L’opera espiatrice, con la quale gli uomini mirano a conciliarsi e propiziarsi la divinità, sta al centro della storia delle religioni. Quasi tutte, infatti, nascono dalla consapevolezza che l’uomo ha della propria colpa di fronte a Dio e denotano il tentativo di superare questo senso di colpa, di cancellare la colpa mediante opere che vengono presentate a Dio. “Espiazione” significa normalmente il ripristino del rapporto perduto con la divinità. Il meccanismo è noto: le cose cominciano ad andare male (ad esempio, c’è una carestia o un terremoto o una sconfitta in guerra), ci si immagina quindi che la divinità sia adirata per un qualche peccato commesso dagli uomini. C’è dunque bisogno che gli uomini compiano una qualche azione che riporti la pace.
Nel NT, invece, la situazione è inversa. Non è l’uomo che si accosta a Dio e gli porta un dono compensatore, ma è Dio che viene all’uomo per dare a lui. Per iniziativa del suo amore egli restaura il rapporto leso, giustificando l’uomo colpevole mediante la sua misericordia creatrice. La sua giustizia è grazia: è giustizia attiva, che giustifica, ossia “aggiusta” l’uomo che ha perso la sua integrità e lo rende “giusto”.
Qui ci troviamo di fronte alla svolta portata dal cristianesimo nella storia delle religioni: il NT non dice che gli uomini riappacificano Dio, che placano la sua ira – come dovremmo propriamente attenderci, perché sono essi che hanno sbagliato, non Dio.

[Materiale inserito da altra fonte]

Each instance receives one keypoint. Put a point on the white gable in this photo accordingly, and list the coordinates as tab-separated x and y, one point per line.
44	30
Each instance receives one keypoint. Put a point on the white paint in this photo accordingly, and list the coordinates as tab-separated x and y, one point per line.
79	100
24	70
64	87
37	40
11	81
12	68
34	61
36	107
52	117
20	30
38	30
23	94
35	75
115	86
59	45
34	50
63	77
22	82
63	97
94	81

Ci dice invece che “è stato Dio a riconciliare a sé il mondo in Cristo” (2 Cor 5, 19).
Ora, ciò è qualcosa di veramente inaudito, qualcosa di nuovo, è il punto di partenza dell’esistenza cristiana e il centro della teologia neotestamentaria della croce. Dio non aspetta che i colpevoli si facciano avanti per riconciliarsi con lui, ma va loro incontro per primo e li riconcilia a sé. In questo si mostra la vera direzione del dinamismo dell’incarnazione e della croce.
Di conseguenza, nel NT la croce appare primariamente come un movimento dall’alto verso il basso, di Gesù che “essendo nella condizione di Dio… svuotò se stesso assumendo una condizione di servo, diventando simile agli uomini… umiliò se stesso facendosi obbediente fino alla morte” (cf. Fil 2, 6-8). La croce non è la prestazione propiziatrice che l’umanità offre al Dio sdegnato, bensì l’espressione di quel folle amore di Dio, che si abbandona senza riserve all’umiliazione per redimere l’uomo; è il suo modo di avvicinarsi a noi, non un modo nostro per avvicinarci a lui.

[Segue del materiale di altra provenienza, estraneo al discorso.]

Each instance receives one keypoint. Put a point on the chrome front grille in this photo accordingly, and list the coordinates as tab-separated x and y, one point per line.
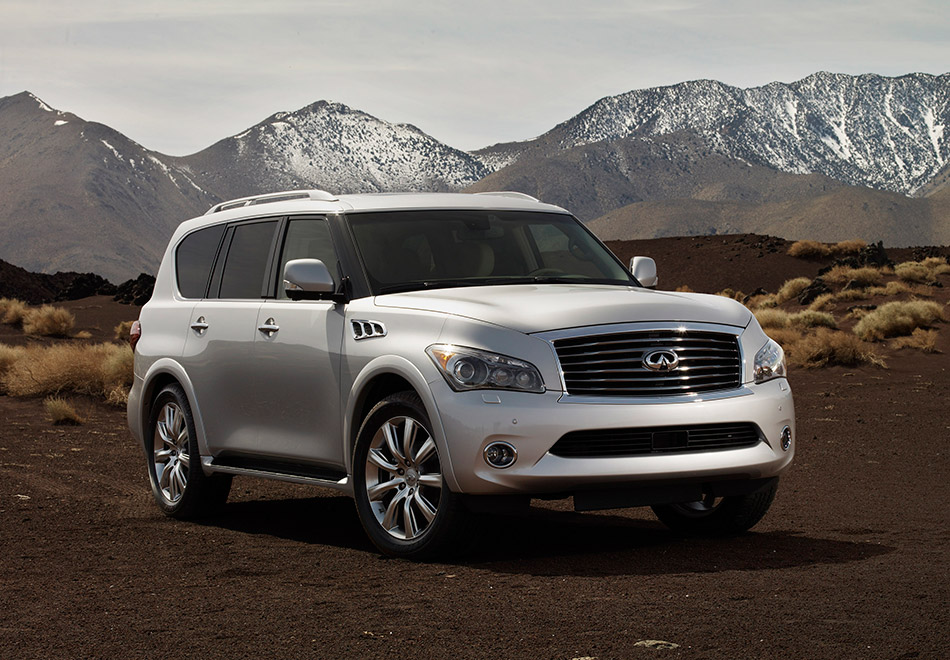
613	364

Con questa svolta nell’idea di espiazione, l’intera esistenza religiosa, nel cristianesimo, prende una nuova direzione. Se l’atto principiale della religione è l’adorazione, l’adorazione cristiana avviene in primo luogo nell’accoglienza riconoscente dell’azione salvifica di Dio. La forma essenziale del culto cristiano si chiama quindi, a ragion veduta, “eucaristia”, cioè rendimento di grazie. In questo culto non vengono portate davanti a Dio prestazioni umane, ma esso consiste piuttosto nell’accogliere, da parte dell’uomo, il dono che gli viene fatto; non glorifichiamo Dio offrendogli qualcosa che presumiamo nostro – quasi non fosse già da sempre suo! – bensì lasciando che egli ci doni ciò che è suo e riconoscendolo così come l’unico Signore. Lo adoriamo smettendo di fingere di poterci presentare a lui come interlocutori autonomi, mentre in realtà possiamo esistere soltanto in lui e a partire da lui. Il sacrificio cristiano non consiste in un dare a Dio ciò che egli non avrebbe senza di noi, bensì nel diventare completamente accoglienti nei suoi confronti e nel lasciarci totalmente prendere da lui. Lasciare che Dio agisca in noi: ecco il sacrificio cristiano.
[i] Cf. J. Ratzinger, Introduzione al Cristianesimo. Lezioni sul Simbolo apostolico (1968, 2000), Brescia 2005, pp. 271-274.